The Haiti earthquake had an unintended consequence of driving up phishing and scam attacks across the Internet in the first month of this year. In the days after the Haiti quake, scammers asked users to donate money to a charity however any donation disappeared into an offshore bank account. Building on this, spammers began to send phishing messages, pretending to be from legitimate organisations like UNICEF. Hackers also took advantage of the tragedy to deliver malware. In one example, users download a Trojan when they click on the link to view a supposed video of the earthquake damage. The findings were in the monthly State of Spam and Phishing report from Symantec. (photo by alex_lee2001)

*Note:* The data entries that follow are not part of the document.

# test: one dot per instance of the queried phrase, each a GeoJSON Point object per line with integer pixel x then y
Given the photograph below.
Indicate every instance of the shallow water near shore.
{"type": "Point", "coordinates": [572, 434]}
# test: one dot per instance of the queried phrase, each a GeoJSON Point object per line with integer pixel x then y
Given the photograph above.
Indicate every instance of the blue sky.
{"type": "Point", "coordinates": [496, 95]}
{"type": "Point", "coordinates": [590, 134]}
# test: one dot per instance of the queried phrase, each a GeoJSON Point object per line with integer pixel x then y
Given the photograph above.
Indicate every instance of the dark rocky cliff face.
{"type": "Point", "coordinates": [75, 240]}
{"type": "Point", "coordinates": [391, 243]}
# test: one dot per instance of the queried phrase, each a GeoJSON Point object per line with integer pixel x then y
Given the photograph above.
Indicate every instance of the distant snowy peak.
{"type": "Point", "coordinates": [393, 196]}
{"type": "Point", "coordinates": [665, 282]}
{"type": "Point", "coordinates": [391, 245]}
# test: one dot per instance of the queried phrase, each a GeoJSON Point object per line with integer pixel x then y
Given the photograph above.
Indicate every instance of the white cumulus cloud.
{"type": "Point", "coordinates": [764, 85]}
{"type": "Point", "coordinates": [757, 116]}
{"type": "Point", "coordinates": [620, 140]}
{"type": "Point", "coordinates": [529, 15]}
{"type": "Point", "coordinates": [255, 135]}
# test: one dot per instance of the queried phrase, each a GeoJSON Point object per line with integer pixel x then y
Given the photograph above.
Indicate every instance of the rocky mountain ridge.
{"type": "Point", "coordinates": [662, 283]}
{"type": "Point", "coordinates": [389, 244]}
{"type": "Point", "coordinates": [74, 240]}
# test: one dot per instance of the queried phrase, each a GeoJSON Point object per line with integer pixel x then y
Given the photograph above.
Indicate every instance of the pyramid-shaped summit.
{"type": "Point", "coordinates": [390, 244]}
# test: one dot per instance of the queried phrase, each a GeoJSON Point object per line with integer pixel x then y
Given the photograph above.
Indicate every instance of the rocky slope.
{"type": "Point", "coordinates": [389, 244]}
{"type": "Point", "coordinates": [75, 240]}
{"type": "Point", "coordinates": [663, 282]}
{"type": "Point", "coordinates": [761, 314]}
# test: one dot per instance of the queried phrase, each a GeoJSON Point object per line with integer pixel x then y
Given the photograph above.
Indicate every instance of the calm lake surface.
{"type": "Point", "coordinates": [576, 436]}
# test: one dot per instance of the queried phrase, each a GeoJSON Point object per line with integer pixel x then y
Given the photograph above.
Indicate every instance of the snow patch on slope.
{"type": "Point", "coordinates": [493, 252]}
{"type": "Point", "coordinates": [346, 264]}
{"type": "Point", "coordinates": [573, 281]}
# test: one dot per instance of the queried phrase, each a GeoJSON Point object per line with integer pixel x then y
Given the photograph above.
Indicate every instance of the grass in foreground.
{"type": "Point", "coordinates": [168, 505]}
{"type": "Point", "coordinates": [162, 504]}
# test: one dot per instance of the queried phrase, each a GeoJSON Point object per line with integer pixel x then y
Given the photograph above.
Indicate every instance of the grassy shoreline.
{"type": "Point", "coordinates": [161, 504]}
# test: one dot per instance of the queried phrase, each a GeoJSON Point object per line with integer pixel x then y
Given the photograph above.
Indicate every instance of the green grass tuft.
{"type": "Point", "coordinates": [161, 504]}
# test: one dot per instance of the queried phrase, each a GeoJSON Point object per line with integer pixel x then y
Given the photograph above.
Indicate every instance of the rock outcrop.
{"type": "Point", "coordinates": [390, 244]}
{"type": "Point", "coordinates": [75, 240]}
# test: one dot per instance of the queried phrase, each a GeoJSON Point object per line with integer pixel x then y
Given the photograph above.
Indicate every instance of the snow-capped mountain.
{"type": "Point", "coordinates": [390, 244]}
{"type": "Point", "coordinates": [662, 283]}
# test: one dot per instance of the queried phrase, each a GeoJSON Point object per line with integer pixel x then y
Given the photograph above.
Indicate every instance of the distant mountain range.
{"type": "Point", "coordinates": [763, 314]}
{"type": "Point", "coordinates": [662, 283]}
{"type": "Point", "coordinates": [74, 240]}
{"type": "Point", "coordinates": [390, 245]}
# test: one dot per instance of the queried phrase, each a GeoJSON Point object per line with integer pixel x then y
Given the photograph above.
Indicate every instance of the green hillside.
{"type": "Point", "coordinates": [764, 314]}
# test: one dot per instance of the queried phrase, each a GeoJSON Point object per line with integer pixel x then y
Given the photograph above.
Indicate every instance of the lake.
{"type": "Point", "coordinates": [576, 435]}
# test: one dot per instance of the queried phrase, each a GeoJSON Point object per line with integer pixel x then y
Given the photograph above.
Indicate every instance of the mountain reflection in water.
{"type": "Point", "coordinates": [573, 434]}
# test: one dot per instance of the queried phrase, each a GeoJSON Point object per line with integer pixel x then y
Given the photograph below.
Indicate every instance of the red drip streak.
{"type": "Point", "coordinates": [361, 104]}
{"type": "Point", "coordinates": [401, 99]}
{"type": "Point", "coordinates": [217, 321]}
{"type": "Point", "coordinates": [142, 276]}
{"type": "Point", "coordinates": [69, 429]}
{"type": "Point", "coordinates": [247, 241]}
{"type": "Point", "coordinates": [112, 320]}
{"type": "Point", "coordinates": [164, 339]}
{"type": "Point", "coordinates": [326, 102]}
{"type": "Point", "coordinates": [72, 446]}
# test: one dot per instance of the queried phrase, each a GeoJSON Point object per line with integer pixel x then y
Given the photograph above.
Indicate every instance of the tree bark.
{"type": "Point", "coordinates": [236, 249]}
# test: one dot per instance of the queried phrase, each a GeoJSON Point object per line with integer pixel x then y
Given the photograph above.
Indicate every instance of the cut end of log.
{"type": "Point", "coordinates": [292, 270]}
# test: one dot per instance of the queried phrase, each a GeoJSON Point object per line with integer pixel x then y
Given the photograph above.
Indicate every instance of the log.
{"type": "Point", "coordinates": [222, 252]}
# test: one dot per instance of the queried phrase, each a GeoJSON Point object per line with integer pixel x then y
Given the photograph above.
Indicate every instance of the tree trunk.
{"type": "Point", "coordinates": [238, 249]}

The report found both scam and phishing categories doubled as in percentage of all spam in January 2010 compared to a month earlier. The total of scam and phishing messages came in at 21 percent of all spam, which is the highest level recorded since the inception of the report. As well as Haitian scams, the report found the well-known Nigerian 419 scam (named for the section of the Nigerian penal code which addresses fraud schemes) was on the rise again as was online pharmacy spam.
Symantec say spammers have changed their tactics regarding online pharmacy spam. They have now taken to using subject lines such as “Must-Know Rules of Better Shopping” and “You Must Know About This Promotion” which are vaguer than “RE: SALE 70% OFF on Pfizer.” Other misleading subject lines such as “Confirmation Mail” and “Special Ticket Receipt” were also used for online pharmacy spam messages.
They also say phishing attacks are getting more and more targeted in nature and are focused on attacking major brands rather than being mass attacks. Symantec observed a 25 percent decrease from the previous month in all phishing attacks. The decline was primarily due to a decrease in the volume of phishing toolkit attacks which have halved from the previous month. A 16 percent decrease was observed in non-English phishing sites as well. More than 95 Web hosting services were used, which accounted for 13 percent of all phishing attacks, a decrease of 12 percent in total Web host URLs when compared to the previous month.
The US remains the most likely point of origin of spam. Approximately one in four of all spam is American-based with Brazil next most likely far behind in second place with just 6 percent. India, Germany and Netherlands are responsible for 5 percent each. The US is even more dominant in the categories of geo-location of phishing lures and hosts with 52 percent of the former category and 49 percent of the latter. Germany is second far behind with 6 percent in both categories.
Symantec notes that China has clamped down on spamming by suspending new overseas .cn domain registrations. The China Internet Network Information Center stated this suspension will allow them to implement a better procedure to verify registrant information from overseas registrations. This was a follow-up action to a related move in mid-December that required additional paperwork with registrations. As a result, spam messages with .cn domain URL dropped by more than half in January, compared to December with a steep drop towards end of January.
The report also found a new trend in adult oriented phishing. The phishing site tempts the unwary by promising free pornography after logging in or signing up. These scams affect users who enter their credentials in the hopes of obtaining pornography. Upon entering login credentials, the site redirects to a pornographic website before leading to a fake antivirus site containing malicious code. An incredible 92 percent of adult phishing scams were on social networking sites. The phishing sites were created using free webhosting services.
The report offers advice so familiar it beggars belief so many people are still falling victims. It talks about unsubscribing from lists, keeping your mail address secret, deleting all spam, avoid clicking on suspicious links and email attachments or replying to spam, don’t fill in forms online that ask for personal information and finally don’t forward virus warnings which are usually hoaxes. Spamming is a multi-billion dollar industry that relies on the truth of the hoary phrase that “there’s a sucker born every minute”.